I had been told by another factory manager that if an industry was not labor intensive, there was almost no point in setting it up in China, since low wages and high productivity were the keys to Chinese success. On the other hand, if you wanted to sell something to the Chinese, the best position was to be wholly owned and to satur
ate the market, as this company obviously wanted to do.
"We have a lot of machines," the Nameless American said.
"What do you pay people?"
"See?" he fumed. "That's the wrong question! Why don't you ask whether they get transportation?

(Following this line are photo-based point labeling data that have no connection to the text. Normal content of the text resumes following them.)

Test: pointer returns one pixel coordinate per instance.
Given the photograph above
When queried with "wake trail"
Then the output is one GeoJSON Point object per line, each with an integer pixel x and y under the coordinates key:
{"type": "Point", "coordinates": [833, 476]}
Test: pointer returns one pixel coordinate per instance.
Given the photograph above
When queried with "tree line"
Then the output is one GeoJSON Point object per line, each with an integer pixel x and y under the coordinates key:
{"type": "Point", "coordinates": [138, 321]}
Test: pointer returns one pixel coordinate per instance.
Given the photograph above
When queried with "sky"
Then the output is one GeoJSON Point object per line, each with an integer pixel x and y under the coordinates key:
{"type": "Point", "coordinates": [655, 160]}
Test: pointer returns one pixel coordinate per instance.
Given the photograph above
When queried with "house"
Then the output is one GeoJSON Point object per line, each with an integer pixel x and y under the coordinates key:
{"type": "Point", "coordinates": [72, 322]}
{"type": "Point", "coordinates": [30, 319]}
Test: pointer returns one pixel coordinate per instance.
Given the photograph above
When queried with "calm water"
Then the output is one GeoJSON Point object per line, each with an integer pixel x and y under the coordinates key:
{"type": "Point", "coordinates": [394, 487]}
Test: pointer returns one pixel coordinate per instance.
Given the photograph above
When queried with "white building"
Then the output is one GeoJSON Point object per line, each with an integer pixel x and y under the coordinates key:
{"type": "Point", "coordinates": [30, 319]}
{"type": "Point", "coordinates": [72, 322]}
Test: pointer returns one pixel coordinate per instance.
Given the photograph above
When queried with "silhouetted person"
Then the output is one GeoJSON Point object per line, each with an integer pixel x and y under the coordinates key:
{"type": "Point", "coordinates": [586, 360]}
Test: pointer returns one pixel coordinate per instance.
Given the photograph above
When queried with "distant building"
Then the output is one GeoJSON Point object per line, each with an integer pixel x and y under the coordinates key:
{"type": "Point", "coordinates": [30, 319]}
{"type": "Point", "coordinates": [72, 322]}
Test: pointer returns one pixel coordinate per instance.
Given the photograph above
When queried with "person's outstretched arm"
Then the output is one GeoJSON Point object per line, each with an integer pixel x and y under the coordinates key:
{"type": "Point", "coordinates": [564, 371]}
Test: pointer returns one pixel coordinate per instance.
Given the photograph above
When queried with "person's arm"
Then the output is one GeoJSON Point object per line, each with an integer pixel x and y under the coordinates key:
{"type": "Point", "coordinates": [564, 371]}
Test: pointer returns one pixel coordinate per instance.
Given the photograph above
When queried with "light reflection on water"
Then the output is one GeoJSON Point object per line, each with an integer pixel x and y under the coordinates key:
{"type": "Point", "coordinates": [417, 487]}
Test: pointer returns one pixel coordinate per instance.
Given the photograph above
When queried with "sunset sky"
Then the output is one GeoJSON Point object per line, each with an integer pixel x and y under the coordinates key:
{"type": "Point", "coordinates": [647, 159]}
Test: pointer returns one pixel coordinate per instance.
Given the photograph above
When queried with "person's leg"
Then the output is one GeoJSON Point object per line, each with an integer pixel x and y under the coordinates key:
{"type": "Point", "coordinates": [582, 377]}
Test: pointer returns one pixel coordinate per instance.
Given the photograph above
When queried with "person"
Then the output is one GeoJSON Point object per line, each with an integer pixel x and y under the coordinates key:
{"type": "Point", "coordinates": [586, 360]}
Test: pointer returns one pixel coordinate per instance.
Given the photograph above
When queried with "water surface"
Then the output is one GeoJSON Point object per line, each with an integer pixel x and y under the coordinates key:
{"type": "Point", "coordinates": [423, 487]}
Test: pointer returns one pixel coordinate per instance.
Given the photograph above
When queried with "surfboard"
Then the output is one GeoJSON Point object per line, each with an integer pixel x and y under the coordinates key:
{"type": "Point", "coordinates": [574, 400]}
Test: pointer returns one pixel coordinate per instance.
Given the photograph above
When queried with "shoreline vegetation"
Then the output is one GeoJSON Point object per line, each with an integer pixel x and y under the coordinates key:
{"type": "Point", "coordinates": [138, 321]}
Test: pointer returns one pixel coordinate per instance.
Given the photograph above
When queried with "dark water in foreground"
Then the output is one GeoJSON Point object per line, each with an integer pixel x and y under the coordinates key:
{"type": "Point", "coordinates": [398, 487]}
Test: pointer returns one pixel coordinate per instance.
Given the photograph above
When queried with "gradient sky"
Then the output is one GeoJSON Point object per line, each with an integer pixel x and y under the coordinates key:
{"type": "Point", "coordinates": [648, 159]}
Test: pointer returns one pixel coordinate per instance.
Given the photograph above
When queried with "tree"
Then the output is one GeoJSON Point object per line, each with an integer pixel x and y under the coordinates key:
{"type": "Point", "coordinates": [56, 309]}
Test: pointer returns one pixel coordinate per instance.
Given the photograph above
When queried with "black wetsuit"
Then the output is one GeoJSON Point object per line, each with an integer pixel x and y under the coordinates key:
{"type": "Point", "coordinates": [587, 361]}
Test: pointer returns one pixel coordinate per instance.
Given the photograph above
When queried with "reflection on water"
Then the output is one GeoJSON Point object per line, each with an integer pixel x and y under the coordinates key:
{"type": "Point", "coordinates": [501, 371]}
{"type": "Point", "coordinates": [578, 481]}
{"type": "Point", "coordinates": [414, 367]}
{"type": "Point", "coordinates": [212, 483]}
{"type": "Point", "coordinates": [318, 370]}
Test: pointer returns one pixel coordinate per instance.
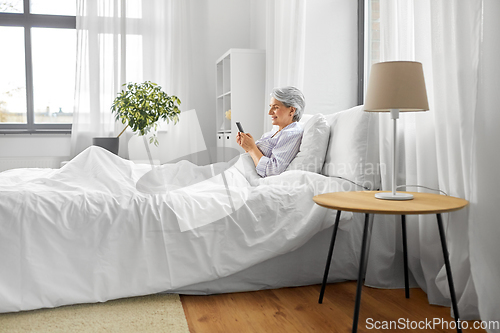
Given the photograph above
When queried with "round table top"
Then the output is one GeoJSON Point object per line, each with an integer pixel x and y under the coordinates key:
{"type": "Point", "coordinates": [365, 202]}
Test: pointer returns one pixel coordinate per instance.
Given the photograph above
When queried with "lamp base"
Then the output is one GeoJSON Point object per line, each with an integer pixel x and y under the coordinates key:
{"type": "Point", "coordinates": [395, 196]}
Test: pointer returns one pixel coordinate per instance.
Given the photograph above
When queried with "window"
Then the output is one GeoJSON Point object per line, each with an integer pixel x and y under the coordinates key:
{"type": "Point", "coordinates": [38, 61]}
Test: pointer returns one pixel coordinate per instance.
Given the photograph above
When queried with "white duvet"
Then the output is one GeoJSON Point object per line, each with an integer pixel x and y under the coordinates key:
{"type": "Point", "coordinates": [103, 227]}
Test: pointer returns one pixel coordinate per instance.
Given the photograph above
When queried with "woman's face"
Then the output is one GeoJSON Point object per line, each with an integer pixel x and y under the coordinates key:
{"type": "Point", "coordinates": [280, 114]}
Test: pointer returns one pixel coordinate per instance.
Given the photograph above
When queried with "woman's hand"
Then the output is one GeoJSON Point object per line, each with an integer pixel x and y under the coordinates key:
{"type": "Point", "coordinates": [246, 141]}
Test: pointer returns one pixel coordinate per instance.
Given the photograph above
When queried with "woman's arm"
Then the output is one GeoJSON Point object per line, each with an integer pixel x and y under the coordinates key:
{"type": "Point", "coordinates": [282, 154]}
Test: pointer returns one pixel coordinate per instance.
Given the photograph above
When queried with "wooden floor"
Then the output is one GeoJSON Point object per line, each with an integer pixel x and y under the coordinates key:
{"type": "Point", "coordinates": [297, 310]}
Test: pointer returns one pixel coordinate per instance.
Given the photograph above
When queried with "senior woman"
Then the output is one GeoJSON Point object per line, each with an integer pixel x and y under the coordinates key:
{"type": "Point", "coordinates": [274, 151]}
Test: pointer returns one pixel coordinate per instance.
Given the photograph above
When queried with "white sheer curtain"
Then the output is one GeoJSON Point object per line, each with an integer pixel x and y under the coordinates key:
{"type": "Point", "coordinates": [285, 45]}
{"type": "Point", "coordinates": [446, 37]}
{"type": "Point", "coordinates": [123, 41]}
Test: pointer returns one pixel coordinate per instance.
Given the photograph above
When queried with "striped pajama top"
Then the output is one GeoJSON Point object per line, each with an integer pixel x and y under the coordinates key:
{"type": "Point", "coordinates": [279, 150]}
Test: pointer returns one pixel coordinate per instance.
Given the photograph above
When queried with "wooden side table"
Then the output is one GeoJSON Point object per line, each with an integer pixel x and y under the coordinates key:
{"type": "Point", "coordinates": [365, 202]}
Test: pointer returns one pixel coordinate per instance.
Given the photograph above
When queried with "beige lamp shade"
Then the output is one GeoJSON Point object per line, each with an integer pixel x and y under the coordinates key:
{"type": "Point", "coordinates": [396, 85]}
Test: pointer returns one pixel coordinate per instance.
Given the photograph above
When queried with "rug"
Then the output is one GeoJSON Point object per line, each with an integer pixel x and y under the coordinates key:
{"type": "Point", "coordinates": [152, 313]}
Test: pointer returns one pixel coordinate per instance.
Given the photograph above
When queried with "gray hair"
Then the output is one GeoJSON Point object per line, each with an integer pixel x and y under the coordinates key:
{"type": "Point", "coordinates": [291, 96]}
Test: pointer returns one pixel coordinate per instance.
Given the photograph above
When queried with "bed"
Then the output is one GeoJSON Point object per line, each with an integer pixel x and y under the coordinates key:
{"type": "Point", "coordinates": [103, 227]}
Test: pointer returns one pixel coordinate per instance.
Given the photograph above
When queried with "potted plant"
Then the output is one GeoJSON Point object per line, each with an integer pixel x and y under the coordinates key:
{"type": "Point", "coordinates": [140, 106]}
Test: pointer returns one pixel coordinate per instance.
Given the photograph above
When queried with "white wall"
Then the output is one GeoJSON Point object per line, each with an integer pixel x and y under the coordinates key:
{"type": "Point", "coordinates": [330, 78]}
{"type": "Point", "coordinates": [218, 26]}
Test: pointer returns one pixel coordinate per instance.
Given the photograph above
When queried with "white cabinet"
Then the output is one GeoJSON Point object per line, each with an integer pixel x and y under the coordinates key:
{"type": "Point", "coordinates": [240, 80]}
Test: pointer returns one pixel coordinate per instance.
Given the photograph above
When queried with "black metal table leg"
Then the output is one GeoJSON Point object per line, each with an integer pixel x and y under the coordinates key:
{"type": "Point", "coordinates": [329, 259]}
{"type": "Point", "coordinates": [448, 272]}
{"type": "Point", "coordinates": [405, 256]}
{"type": "Point", "coordinates": [361, 274]}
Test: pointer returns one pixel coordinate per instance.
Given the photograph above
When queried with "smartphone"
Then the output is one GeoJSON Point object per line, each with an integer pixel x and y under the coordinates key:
{"type": "Point", "coordinates": [240, 128]}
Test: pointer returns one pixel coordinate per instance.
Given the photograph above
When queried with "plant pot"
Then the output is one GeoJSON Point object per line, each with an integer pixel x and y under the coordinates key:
{"type": "Point", "coordinates": [111, 144]}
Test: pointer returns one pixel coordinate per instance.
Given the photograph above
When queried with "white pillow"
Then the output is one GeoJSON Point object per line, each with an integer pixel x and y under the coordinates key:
{"type": "Point", "coordinates": [313, 147]}
{"type": "Point", "coordinates": [353, 148]}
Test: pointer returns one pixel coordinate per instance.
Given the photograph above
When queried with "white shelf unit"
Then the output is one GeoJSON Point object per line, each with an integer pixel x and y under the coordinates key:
{"type": "Point", "coordinates": [240, 80]}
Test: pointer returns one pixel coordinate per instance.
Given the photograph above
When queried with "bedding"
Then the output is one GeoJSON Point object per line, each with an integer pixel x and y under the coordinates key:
{"type": "Point", "coordinates": [102, 227]}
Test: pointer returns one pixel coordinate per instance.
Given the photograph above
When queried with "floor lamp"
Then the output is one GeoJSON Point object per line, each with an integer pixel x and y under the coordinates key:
{"type": "Point", "coordinates": [396, 86]}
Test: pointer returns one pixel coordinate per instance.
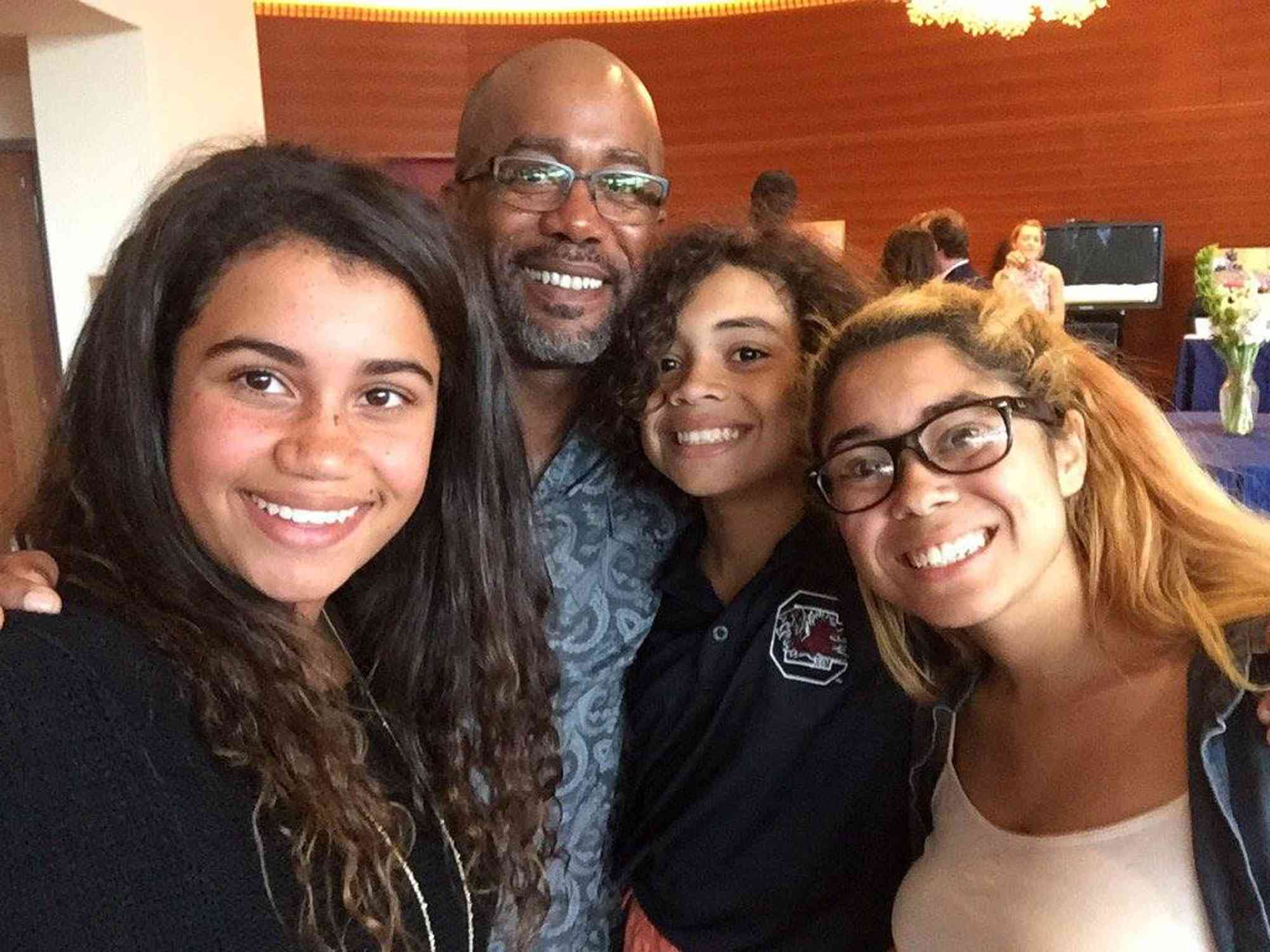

What about cafeteria privileges, holidays, overtime, all the rest of the benefits?"
"I was coming to that," I said (and he might have added haircuts and showers, two other joint-venture perks for Chinese workers). But seeing that I had stung him, I persisted with my wage question.
"About five hundred a month—maybe less."
Call it 450 yuan, $80 a month at the official rate of exchange. It was slightly above the going rate. The clothing factories, run mainly by Taiwanese and Hong Kong businessmen, paid 200 yuan or less a month. If you are wearing a garment marked "Made in China," chances are good that the person who cut and stitched it earned a little more than $5 a week. Your Chinese-made umbrella? Your children's toys? The angels on your Christmas tree? This easily made stuff was probably produced by Chinese earning less than $5 a week.
"That's a very good salary here," the man said, and it was likely he was earning 250 times that amount.
"What if your workers didn't think it was adequate and decided to go on strike?"
"They'd have a problem. We're a non-union operation in the States. We don't deal with unions—we deal with individuals. My door is always open to anyone who's got a complaint."
I doubted that anyone would risk it. Even in our brief conversation this Nameless American seemed to me to be a rather forbidding person.
He told me that he had been living in a hotel in the nearby city for almost seven months. Formerly a manager of a U.S. plant in one of the western states, he had never lived in China before.